- Associated Press - Saturday, February 19, 2011

PORTLAND, ORE. (AP) - In mid-December the vibe around the Portland Trail Blazers seemed fairly bleak.

Center Greg Oden was already out for another season because of knee surgery, and something was wrong with All-Star guard Brandon Roy, too.

It was clear that Roy was in trouble on Dec. 15 against the Dallas Mavericks, when he had just four points in 30 minutes, well off his season average of 16.6 points per game. Portland lost 103-98.

Roy would sit for the rest of the month while questions swirled about the health of his knees. Finally, on Dec. 30, the Blazers announced that the former NBA Rookie of the Year was sidelined “indefinitely.”

Roy had arthroscopic surgery on both knees on Jan. 17. He has said the problem is too little cartilage cushioning the bones in the joint.

The loss of Roy was a major blow to Portland, which had been banking on the trio of Roy, Oden and LaMarcus Aldridge to propel the franchise into the NBA’s elite. To make matters worse, veteran center Marcus Camby, who helped get Portland to the playoffs last season, also went down with a knee injury in January.

But instead of dwelling on some incredible bad luck, the Blazers did what they became known for last season when a series of injuries struck.

They moved on.

Portland won six of its next eight games when Roy sat out following the Dallas loss. Now resting over the All-Star break, the Blazers (32-24) have won a season-high six straight games and are fifth in the Western Conference. Portland is a season-best eight games over .500.

Guard Andre Miller needed just two words to describe Portland’s success: “Everybody contributes.”

The efforts of Miller, Aldridge, Wesley Matthews and Nicolas Batum have kept Portland’s season from a downward spiral.

Aldridge, in particular, has emerged as the focal point of the Blazers, who have run their offense through him in Roy’s absence.

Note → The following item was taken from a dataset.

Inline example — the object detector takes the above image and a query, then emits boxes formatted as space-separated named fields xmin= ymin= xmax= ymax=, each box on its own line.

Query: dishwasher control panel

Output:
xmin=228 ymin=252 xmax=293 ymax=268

The 6-foot-11 Texan is averaging 26.3 points and 9.7 rebounds since Dec. 15. He has 10 games this season with at least 30 points, eight of those games coming since Roy left. Overall he’s averaging 22.3 points and 8.9 rebounds.

“He’s really evolved in his all-around play,” Matthews said. “For most players that’s the next revolution: Can he make others better? He’s really doing that.”

While Miller has been his usual steady force at the point, averaging 13.2 points and 7.4 assists, Matthews has stepped in to Roy’s role. The Blazers acquired Matthews as a restricted free agent last summer from Utah, which did not match Portland’s offer.